Source: Khabrein.info

Contrary to widespread misperception that 6th Pay Commission will
have adverse impact on India’s economy, a report says that it wouldn’t
have any negative impact. The report comes at a time when many
economists and analysts both with India and abroad had said that it
will be increase deficit and may aggravate inflation.

Central government that is all set to issue notification for the
implementation of the pay panel recommendations must have heaved a sigh
of relief over the finding of Fitch Ratings India.

The Fitch Ratings India’s finding totally negates the economists who
had been ranting that it will be counter productive for the nation and
that it will be very difficult for the country to absorb the financial
impact of the increased pending on the pay panel implementation.
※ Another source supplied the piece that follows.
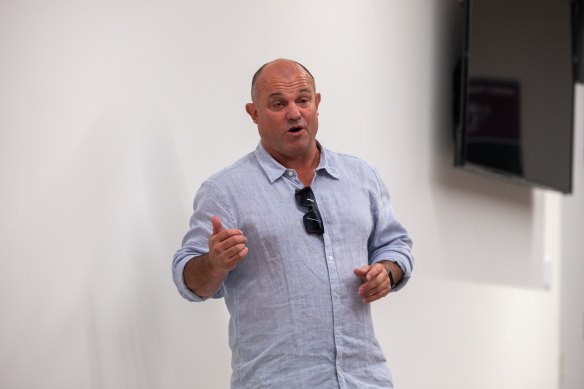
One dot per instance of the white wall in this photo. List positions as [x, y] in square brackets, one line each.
[572, 287]
[112, 113]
Around 5.5 million central government employees are going to benefit
from the pay panel recommendations. A larger number of state government
employees too will benefit from the recommendations if their respective
state governments implement the recommendations.
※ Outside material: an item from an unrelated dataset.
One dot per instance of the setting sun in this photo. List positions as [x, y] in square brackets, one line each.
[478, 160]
It is estimated that the wage hike would increase the financial
implication for the Centre by Rs 17,798 crore annually and the arrears
with effect from January 2006 would cost Rs 29,373 crore, Information
and Broadcasting Minister P R Dasmunsi told reporters after the Cabinet
meeting. The financial implication of Pay Commission on the General
Budget would be Rs 15,717 crore and Rs 6414 crore on Railway Budget in
2008-09. The government’s present salary bill is over Rs 70,000 crore
and the pension bill is over Rs 30,000 crore.

Dr Devendra K. Pant of Fitch Ratings India says, “In 1997, the fiscal
situation was grimmer for Indian states when increased expenditure on
wages and salaries resulted in increased borrowing, engulfing some
states in a fiscal crisis and trapping them in a vicious cycle of debt”.